【完結】バツイチですが、恋人のフリをお願いした年下イケメンくんからアプローチされて困ってます!


「俺、今めっちゃ幸せかも」

「かも……なの?」

「いや、かもじゃない。 めっちゃ幸せ」

 私も幸せでしかない。 こんな風にまた幸せになれるなんて、思ってなかったから。
 こうして眞紀人くんの間に、子供が出来たこともわかってより一層幸せになる確信しかない。

「私も、今すごく幸せだよ。 新しい命が私たちのところに来てくれたし……こんなに幸せなこと、ないよ」

 眞紀人くんにぎゅっと抱きしめてもらうと、眞紀人くんの温もりが私たち二人を温めてくれる気がした。

「菫花さん、絶対に幸せにするからね」

「うん」

 私なら、もう大丈夫だと感じた。 色々と苦悩もあったけど、私たちなら絶対にもう大丈夫だと思えた。

「あのさ、父さんにも報告したい。 子供が出来たことと、結婚すること」

「今度、報告しに行こうよ。 私も、眞紀人くんのお父さんに報告したいし」

 眞紀人くんのお父さんに孫の顔は見せてあげられなかったけど、きっと喜んでくれていると思う。

「参ったな……」

「ん? なにが参ったの?」

 ふと呟いた言葉が眞紀人くんにも聞こえてしまっていたみたいで、そう聞かれてしまった。

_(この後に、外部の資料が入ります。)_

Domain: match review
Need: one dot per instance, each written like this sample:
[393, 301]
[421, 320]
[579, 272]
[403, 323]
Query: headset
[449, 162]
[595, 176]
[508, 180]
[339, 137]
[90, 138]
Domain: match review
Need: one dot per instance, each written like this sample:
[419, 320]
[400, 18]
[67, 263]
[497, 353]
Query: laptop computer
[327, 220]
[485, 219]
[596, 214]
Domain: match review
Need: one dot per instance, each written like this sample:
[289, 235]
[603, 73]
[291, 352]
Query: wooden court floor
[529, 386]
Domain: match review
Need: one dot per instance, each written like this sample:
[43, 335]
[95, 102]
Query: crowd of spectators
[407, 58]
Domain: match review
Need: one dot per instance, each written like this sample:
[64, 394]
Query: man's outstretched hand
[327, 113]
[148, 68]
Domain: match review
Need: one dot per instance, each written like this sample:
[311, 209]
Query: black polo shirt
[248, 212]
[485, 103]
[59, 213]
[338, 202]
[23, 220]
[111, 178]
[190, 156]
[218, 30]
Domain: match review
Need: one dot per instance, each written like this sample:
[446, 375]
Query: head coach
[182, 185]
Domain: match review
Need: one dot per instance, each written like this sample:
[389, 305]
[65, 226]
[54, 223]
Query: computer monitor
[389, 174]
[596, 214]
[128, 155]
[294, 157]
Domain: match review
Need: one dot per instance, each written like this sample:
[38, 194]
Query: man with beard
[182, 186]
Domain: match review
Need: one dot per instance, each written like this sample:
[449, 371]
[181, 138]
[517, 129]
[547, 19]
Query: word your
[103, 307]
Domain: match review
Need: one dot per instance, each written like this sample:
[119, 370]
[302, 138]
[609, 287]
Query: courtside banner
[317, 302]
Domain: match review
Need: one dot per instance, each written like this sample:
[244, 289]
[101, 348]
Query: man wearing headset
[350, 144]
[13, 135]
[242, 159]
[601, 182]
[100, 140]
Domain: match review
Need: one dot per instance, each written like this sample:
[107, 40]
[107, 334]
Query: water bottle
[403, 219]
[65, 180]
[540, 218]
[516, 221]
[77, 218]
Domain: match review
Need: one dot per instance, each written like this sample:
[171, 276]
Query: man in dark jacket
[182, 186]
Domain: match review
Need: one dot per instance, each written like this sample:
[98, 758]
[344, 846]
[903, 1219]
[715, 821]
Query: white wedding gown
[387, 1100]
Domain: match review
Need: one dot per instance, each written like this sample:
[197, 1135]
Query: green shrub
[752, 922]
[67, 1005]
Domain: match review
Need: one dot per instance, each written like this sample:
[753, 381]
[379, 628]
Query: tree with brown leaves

「こっちの話だよ。……私、もう二度と結婚するつもりなんてなかったんだけどね」

「え、そうだったの……?」

 眞紀人くんは少しだけ不安そうな顔を見せる。

「まあ、結婚というものがあまりいい思い出にならなかったから、結婚に対してちょっとナーバスになってたところもあったんたと思う。……でも、再婚というのも悪くないなって思ったよ。眞紀人くんとだから、そう思えたんだと思う」

 私は眞紀人くんの微笑みかけると「私にそう思わせてくれて、ありがとう」と伝えた。